Hillary Clinton Slams Kavanaugh, Claims Trump Wants To Take Country Back To The 1850s


According to Fox News Insider, Former Secretary of State and 2016 Democratic presidential candidate Hillary Clinton spoke in front of thousands at a teachers union conference in Pittsburgh on Friday, and touched on subjects close to many teachers’ hearts.

Clinton, also a former first lady and New York senator, was Friday’s keynote speaker. She received the Women’s Rights Award before addressing the crowd at 11:30 a.m., according to KDKA Pittsburgh, a CBS local affiliate.

In regard to Trump Administration immigration policies and the separation of migrant families at the border, Clinton stated it went beyond politics and is “disgraceful, inhumane and indecent.”

The topic then turned to teacher’s unions and the recent Supreme Court ruling that weakened them. Randi Weingarten, the president of the AFT, took the podium briefly.

“After that Janus case, which attempted to take our voice away, what you’re seeing is members are sticking with the union even more because they don’t want anybody else taking their voice away… Go to the polls in November to make sure we turn around cruelty and bring back decency, which is what America is about.”

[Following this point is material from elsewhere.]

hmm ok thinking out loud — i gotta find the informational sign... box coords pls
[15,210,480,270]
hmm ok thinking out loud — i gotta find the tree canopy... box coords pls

Clinton mentioned Trump appointee to the Supreme Court, Andrew Kavanaugh, expressing dismay at the choice during her word about the nomination of the latest Conservative judge to the bench.

“This nomination holds out the threat of devastating consequences for workers’ rights, civil rights, LGBT rights, women’s rights, including those to make our own health decisions. It is a blatant attempt by this administration to shift the balance of the Court for decades and to reverse decades of progress. You know, I used to worry that they wanted to turn the clock back to the 1950s, now I worry they want to turn it back to the 1850s…”

She also urged people to take to the polls in November, ending with the comment, “The alternative is too grim to think about.”

Other speakers on the docket include Elizabeth Warren, who started her own career as a special education teacher in an elementary school. Warren spoke on Saturday about millions of teachers in the U.S. who, in her words, are “getting crushed” by low wages, cuts to school funding, and other education policies. According to Education Week, Warren also brought up unions and the Janus case, and strongly emphasized her belief that unions are vital to teachers.

“Union members are strong—they speak out, they don’t sit down and shut up. Or, to say it another way, nevertheless, we persist.”

The crowd, many of whom carried signs that said “Educators for Elizabeth Warren,” gave Warren a standing ovation.

Neither Warren nor Clinton are expected to run for President in 2020.